La resistenza armata fu quasi completamente sconfitta, ma anche dopo l’amnistia del 1947, nei boschi rimasero ancora quasi 2.000 partigiani che continuarono la loro lotta fino alla fine. Due anni dopo, il loro numero era diminuito a 250 persone e l’ultimo partigiano, Józef Franczak, fu ucciso solo nel 1963.
Il recupero della memoria dei “Soldati maledetti”
Negli anni del dopoguerra, il governo comunista non solo uccideva i membri della resistenza, ma conduceva anche una feroce campagna di diffamazione contro di loro. Erano chiamati “banditi”, accusati di violenza estrema e condannati alla damnatio memoriae. Anche le loro famiglie venivano perseguitate; spesso, dopo la morte del marito o del padre, ricevevano lettere ufficiali che annunciavano l’esecuzione della condanna con scritte il tono dispregativo. Una delle vedove ricevette una lettera che diceva che suo marito era stato ucciso «con un’eterna vergogna e chi ha il sangue polacco nelle vene lo maledica, quindi lo rinneghi anche la moglie e il figlio».

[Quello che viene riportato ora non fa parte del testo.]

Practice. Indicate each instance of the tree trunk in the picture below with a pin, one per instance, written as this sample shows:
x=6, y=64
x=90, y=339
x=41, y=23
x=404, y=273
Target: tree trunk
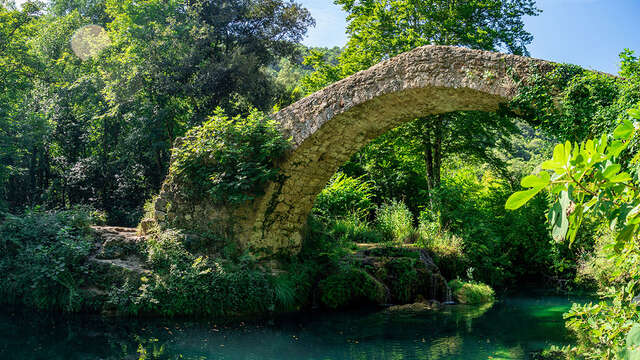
x=432, y=152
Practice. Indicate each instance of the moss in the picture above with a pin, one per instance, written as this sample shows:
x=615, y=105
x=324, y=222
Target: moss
x=349, y=286
x=471, y=292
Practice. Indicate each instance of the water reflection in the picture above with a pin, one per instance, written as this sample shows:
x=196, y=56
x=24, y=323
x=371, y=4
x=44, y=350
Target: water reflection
x=511, y=329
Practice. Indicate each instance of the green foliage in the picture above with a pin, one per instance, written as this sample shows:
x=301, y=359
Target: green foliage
x=446, y=248
x=395, y=221
x=350, y=286
x=573, y=104
x=182, y=283
x=230, y=159
x=43, y=258
x=353, y=229
x=591, y=178
x=471, y=292
x=100, y=131
x=344, y=196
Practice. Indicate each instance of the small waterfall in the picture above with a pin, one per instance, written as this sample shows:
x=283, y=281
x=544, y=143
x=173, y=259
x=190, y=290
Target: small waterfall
x=448, y=300
x=435, y=276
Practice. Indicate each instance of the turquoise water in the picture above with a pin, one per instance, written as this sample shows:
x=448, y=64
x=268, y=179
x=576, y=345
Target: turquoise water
x=513, y=328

Questa frase divenne l’ispirazione per la prima mostra dedicata alla resistenza anticomunista degli anni ’40 e ’50, preparata solo nel 1993, con il titolo “Żołnierze Wyklęci”, ovvero “Soldati maledetti”. Da quel momento è iniziato il lento e difficile processo di recupero della memoria, ostacolato dai discendenti ideologici dei comunisti che continuavano a ripetere le vecchie menzogne. Dopo anni di lavoro e centinaia di iniziative private – tra cui libri, mostre e gruppi di rievocazione storica – questo enorme sforzo ha portato, nel 2011, all’istituzione del 1° marzo come Giornata Nazionale dei Soldati Maledetti. Oggi la storia dei soldati maledetti – chiamati anche “soldati indomiti” – è ampiamente conosciuta, anche grazie ai film pubblicati negli ultimi anni. Così, l’esempio dei soldati maledetti è una lezione importante, non solo sulle virtù, ma anche sulla verità. Diffamati, uccisi, sepolti nelle fosse comuni, dovevano essere cancellati per sempre dalla storia. Invece, a sparire è stato il comunismo, e i soldati indomiti sono tornati nella coscienza nazionale; per molti, in quest’era di relativismo e consumismo, sono una vera stella polare.